What’s the difference between the friend-zone and the bro-zone, you ask? Simple. People who are friend-zoned really don’t talk all that much, they’re just labeled as “friends” for the civil sake of having to interact from time to time. Those who are bro-zoned hang out quite often, spending quality time together and actually get to know each other on a deeper level. Being in the bro-zone sucks.
As a girl, you want to be cool and chill.
And if you’re anything like me, and grew up with brothers, you know how to kick it with boys and actually be a normal, functioning human being who doesn’t complain about their cuticle care every two seconds. After about eight long years, I feel as though I have completely mastered the balance of being a put-together preppy girl while still being able to shoot the breeze and sip whisky with my closest of guy friends.
I’ve been ask many times by my family and other friends why I don’t go for so-and-so, because they’re such a great guy, and we get along so well. Up until recent, I never thought about exploring the option of dating one of these guy friends. And now that it’s on my mind, I can’t get it off. Why don’t I try to date one of my good guy friends?

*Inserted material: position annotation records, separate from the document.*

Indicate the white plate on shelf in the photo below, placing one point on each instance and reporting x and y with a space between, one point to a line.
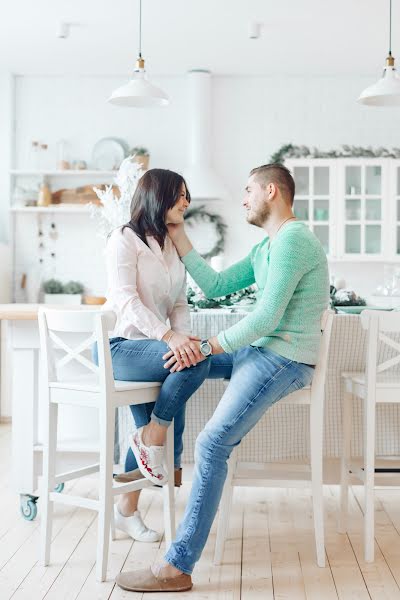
108 153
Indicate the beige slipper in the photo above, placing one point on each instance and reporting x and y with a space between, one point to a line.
145 581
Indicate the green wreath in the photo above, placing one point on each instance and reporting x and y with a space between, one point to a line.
199 213
292 151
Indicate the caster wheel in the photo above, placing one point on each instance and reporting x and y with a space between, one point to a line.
29 508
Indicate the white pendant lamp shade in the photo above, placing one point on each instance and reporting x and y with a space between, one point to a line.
139 92
386 91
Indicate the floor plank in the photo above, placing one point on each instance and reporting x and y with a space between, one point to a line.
269 554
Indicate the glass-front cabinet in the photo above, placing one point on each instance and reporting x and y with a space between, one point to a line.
395 199
313 202
351 204
362 190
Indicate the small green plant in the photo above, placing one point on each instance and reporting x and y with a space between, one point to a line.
53 286
140 151
73 287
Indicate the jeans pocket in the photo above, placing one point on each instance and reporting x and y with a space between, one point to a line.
275 359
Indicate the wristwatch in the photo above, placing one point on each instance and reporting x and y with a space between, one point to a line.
205 348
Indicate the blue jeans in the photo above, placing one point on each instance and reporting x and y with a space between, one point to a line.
141 360
258 379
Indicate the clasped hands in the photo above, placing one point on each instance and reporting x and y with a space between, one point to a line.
184 352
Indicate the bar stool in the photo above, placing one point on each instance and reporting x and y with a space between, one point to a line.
59 332
378 384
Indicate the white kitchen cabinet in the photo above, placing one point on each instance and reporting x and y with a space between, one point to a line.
351 204
315 198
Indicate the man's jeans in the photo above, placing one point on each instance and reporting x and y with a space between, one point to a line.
258 379
141 360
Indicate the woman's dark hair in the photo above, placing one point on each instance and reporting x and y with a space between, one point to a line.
157 191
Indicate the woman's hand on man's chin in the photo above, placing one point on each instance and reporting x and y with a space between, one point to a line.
176 231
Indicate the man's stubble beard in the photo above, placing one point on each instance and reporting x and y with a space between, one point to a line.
261 217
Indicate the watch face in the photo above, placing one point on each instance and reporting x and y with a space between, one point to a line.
205 348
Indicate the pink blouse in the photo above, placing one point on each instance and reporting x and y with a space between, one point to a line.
146 287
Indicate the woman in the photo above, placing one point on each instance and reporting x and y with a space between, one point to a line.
147 288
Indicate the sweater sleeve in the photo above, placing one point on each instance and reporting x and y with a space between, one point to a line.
122 267
213 284
289 260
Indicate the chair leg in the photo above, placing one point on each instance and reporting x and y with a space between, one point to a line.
316 449
224 510
105 490
49 471
347 415
369 477
112 523
169 489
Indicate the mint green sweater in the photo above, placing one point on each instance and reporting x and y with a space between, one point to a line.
293 291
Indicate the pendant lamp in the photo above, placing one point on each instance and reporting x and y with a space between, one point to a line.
386 91
139 92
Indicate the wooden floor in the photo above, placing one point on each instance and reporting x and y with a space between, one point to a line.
269 554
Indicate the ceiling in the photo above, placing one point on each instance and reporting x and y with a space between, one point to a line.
298 37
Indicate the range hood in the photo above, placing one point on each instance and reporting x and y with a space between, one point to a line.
203 182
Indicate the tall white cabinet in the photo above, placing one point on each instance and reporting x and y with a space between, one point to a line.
351 204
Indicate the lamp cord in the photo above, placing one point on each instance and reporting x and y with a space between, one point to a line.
140 28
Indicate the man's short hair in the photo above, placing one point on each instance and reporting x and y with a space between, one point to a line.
278 174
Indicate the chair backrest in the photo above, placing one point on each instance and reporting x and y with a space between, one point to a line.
72 334
378 323
318 382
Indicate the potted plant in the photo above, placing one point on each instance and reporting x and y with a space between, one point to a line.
56 292
142 156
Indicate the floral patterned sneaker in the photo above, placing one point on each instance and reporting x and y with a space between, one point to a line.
150 459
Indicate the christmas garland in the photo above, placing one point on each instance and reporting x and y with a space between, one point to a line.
199 213
292 151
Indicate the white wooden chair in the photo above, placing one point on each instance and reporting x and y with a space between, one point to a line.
374 386
258 474
59 331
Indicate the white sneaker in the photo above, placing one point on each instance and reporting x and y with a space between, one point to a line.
149 459
135 527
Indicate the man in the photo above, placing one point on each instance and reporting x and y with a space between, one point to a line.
267 355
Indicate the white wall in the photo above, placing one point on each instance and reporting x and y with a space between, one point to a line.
252 118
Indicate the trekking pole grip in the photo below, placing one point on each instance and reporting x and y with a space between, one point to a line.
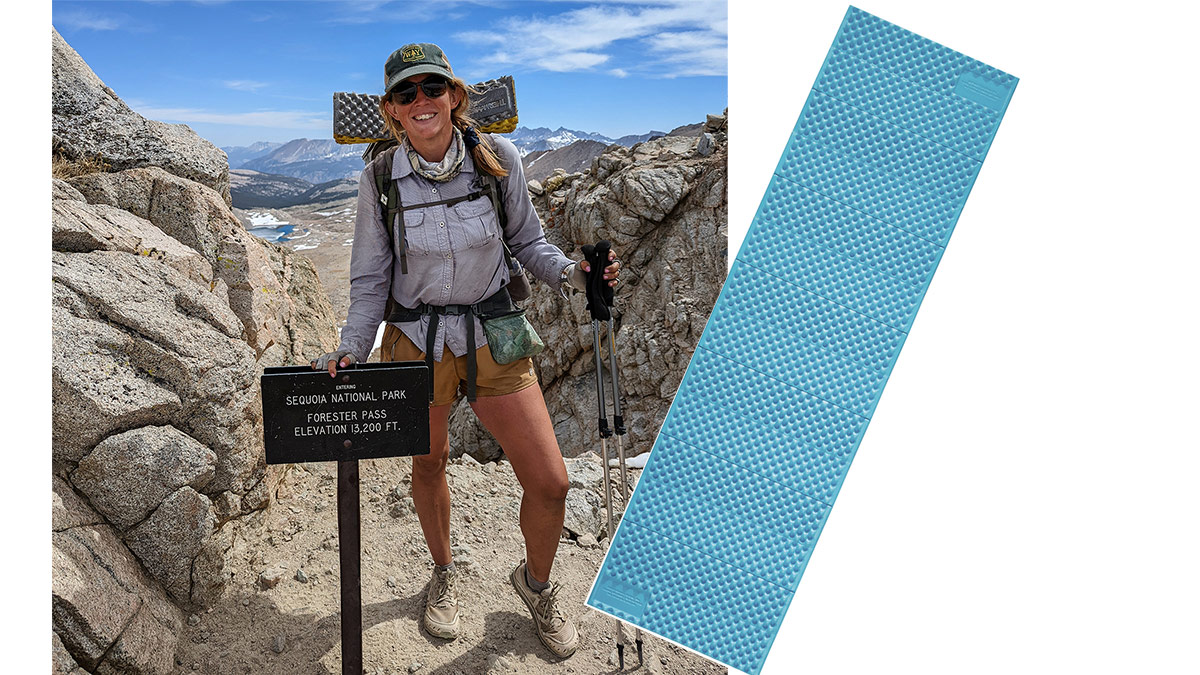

Because I’m already the bro, that’s why. I’ve been told over and over how cool I am and how chill I am and how I am so easy to talk to by all of my guy friends. I’ve been invited to formals because I’m a great date, who’s down to dance and drink and will put up with pictures for an hour or so while every other girl freaks out about getting the perfect angle. I’m the girl who every guy is dying to go to sorority date night with, because they know we’ll have a good time while having the chance to shamelessly flirt with other girls.
“Why are all girls so crazy? Why can’t they be more like you?” I’ve heard these statements more than enough times. Sometimes, I just want to grab and shake my guy friends, and tell them that I am cool, chill, and 100% datable, even if i’m not super into them, but just to make a point. Where, in the unwritten-but-universally-known rules of the universe, does it say that a girl needs to be certifiably insane, crazy-eyes and all, to be girlfriend material? It doesn’t. But alas, they are stuck in a vicious cycle, unable to realize that sometimes dating a girl you get along with so well, even if she’s in the bro-zone, is the right way to go.
I’m in college. I’m young. I’m on the brink of greatness; I can feel the rest of my life starting to begin, it’s just around the corner. I’m content with not dating anyone right this moment. So I’ll go to that frat party, I’ll crack open a Coors, and shoot the breeze with my friends.